City lawmakers are putting themselves at odds with national politicians over whether to provide social services to non-resident homeless

The City Council moved this week to put pressure on the government to establish temporary lodging for foreign homeless who are not entitled to social services.

Current laws permit non-residents from receiving social services or sleeping in homeless shelters, but with winter approaching the council’s Social Affairs Committee is now calling for the social affairs minister, Annette Vilhelmsen (Socialistisk Folkeparti), to allow councils to set up so-called transit rooms for them in order to give them shelter as they prepare to leave the country. 

The move has put some city councillors at odds with their official party line.
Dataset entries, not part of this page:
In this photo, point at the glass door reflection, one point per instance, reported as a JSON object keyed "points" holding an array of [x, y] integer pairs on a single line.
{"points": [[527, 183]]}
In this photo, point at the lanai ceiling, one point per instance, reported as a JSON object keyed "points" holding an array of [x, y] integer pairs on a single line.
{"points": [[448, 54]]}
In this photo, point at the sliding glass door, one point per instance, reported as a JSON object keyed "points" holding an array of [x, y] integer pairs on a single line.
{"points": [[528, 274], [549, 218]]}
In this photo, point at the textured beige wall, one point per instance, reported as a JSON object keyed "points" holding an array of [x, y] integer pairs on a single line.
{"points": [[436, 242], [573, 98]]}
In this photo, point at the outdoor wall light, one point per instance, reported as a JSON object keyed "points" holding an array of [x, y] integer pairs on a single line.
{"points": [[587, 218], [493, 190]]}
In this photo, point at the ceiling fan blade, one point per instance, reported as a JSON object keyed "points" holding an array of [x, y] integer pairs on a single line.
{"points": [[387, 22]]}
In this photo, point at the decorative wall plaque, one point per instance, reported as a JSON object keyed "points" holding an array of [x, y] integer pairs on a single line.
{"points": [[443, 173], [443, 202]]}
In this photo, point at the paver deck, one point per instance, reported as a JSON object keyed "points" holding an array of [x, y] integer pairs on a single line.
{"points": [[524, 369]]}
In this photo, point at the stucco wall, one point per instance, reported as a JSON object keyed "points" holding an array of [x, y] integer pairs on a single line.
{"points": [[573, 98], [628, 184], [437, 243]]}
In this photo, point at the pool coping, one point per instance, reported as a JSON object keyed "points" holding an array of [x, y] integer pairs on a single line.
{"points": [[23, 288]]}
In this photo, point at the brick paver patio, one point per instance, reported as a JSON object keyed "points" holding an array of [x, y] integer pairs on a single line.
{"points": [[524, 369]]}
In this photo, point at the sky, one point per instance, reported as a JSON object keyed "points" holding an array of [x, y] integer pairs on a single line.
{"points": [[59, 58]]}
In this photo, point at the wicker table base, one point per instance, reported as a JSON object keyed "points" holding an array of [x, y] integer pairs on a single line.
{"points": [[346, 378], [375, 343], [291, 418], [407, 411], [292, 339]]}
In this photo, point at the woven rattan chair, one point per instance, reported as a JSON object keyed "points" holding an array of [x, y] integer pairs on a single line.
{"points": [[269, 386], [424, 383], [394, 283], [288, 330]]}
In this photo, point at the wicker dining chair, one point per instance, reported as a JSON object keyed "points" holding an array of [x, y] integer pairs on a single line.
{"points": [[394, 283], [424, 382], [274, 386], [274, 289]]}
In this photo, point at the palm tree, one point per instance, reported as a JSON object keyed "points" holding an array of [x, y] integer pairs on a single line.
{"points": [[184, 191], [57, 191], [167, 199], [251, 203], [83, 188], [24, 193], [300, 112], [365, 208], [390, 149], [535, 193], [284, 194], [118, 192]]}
Councillor Sisse Marie Berendt Welling, also a member of Sociaistisk Folkeparti, put forward the measure, and it was supported by all the members of the committee.

SEE RELATED: Limited support for proposal to help foreign homeless

Mikkel Warming (Enhedslisten), the deputy mayor for social affairs and the chairman of the committee, said council governments should be able to distribute funds directly to homeless charities, instead of the current set-up, which sees funds distributed by the state.

“It is vital that we offer these individuals medical and social support, so they can get better, move on from transit housing and eventually go home”, Warming said.

Charities also want change
The City Council’s move comes after seven homeless charities in Setpember wrote their own letter to Vilhelmsen making suggestions for how to resolve what they call “an unsustainable situation”.

Gitte Frydensbjerg, the head of from Missionen Blandt Hjemløse, one of the seven charities, said the group was still awaiting a response from Vilhelmsen three weeks after contacting her by letter. She said she was still hopeful that a meeting would be scheduled soon, however.

A request to Annette Vilhelmsen to comment on this article was turned down by the Social Affairs Ministry.